Untreated type 1 diabetes puts a person in danger of developing DKA, which can be fatal.

They run the danger of hypoglycemia, often known as low blood sugar if they take too much insulin. Among the signs and symptoms are 3:

  • Confusion
  • Fatigue
  • Seizures
  • Coma
  • In some cases, death

A person with type 1 diabetes is more likely to have issues that impact the nervous system 4, cardiovascular health, and other body systems in the long run. Some of these are potentially fatal.

Seeking medical help and adhering to a treatment plan can help to lessen the risks associated with type 1 diabetes.

How is type 1
diabetes treated?

Diabetes Treatment

How is type 1 diabetes treated?

Insulin is the most common treatment for type 1 diabetes. It can be obtained by using the following methods:

  • A needle and syringe
  • An insulin pen
  • An insulin pump
  • If insulin does not fully control glucose levels, some people may need additional mediation, such as Pramlintide (Symlin), which helps manage glucose levels after eating.

A doctor will recommend the best course of action for each individual.

Find out more about the drugs used to treat type 1 diabetes.

Learn how Medicare can assist with type 1 diabetes therapy.

Outlook & Summary

Cure For Diabetes

Outlook & Summary

A person with type 1 diabetes could only expect to live a few weeks or months 5 after the onset of symptoms prior to the discovery of insulin. Individuals with the illness can now live a full and active life with medical assistance, albeit their life expectancy may be shortened.

According to studies, people with type 1 diabetes live for an average of 12 years less than those who do not have the disease. This, however, will not be the case for everyone. A person’s risk of having specific complications can be influenced by genetic and other factors. They might have a say in how things turn out.

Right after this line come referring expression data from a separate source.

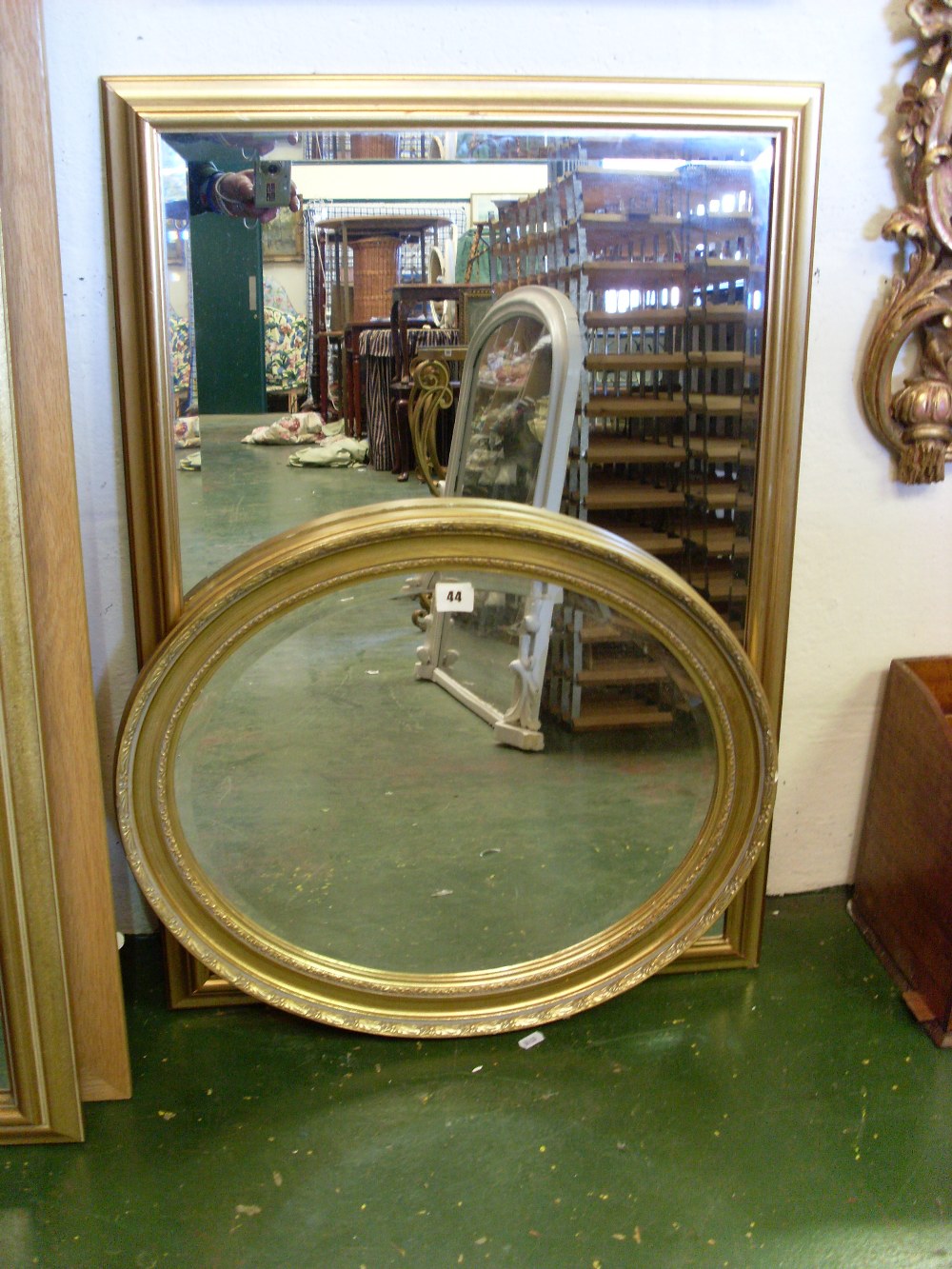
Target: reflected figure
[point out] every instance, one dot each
(254, 193)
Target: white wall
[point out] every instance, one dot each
(871, 574)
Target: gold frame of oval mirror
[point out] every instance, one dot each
(434, 936)
(529, 126)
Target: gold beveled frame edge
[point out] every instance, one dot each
(133, 106)
(44, 1101)
(392, 538)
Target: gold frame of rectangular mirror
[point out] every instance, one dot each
(42, 1101)
(137, 109)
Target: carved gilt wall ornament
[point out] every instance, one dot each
(916, 422)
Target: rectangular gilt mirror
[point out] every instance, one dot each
(677, 218)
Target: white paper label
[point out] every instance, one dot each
(453, 597)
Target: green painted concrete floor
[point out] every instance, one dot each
(788, 1116)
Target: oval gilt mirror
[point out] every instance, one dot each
(323, 826)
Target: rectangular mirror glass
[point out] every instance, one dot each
(676, 217)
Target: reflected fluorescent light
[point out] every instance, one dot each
(658, 165)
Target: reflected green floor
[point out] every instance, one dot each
(246, 494)
(791, 1116)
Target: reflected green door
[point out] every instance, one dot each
(227, 271)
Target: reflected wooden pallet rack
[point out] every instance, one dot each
(665, 274)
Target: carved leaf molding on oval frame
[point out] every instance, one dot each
(916, 420)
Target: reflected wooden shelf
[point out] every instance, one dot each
(626, 449)
(722, 495)
(723, 540)
(613, 670)
(636, 319)
(620, 713)
(625, 494)
(635, 362)
(636, 407)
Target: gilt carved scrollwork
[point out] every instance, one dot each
(916, 420)
(428, 396)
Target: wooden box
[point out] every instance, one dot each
(902, 894)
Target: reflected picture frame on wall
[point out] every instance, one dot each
(284, 237)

Neuropathy, often known as nerve damage, is a potentially life-threatening consequence of diabetes. After a diabetes diagnosis, symptoms usually peak 15–20 years later 6. According to some research, people who do not have neuropathy by this age have a better chance of living in their later years. As new information and treatment options become available, the outlook for type 1 diabetes is improving.

Summary

Type 1 diabetes is an autoimmune disease in which the immune system assaults and destroys insulin-producing cells in the pancreas. This can result in elevated blood sugar levels, which can have serious repercussions.

Frequent urination, increased hunger and thirst, and eyesight changes are all early indicators, but diabetic ketoacidosis can also be the initial sign. Complications can arise over time.

Insulin therapy is required for the management of diabetes and the prevention of complications. A person with type 1 diabetes can live a full and active life with treatment.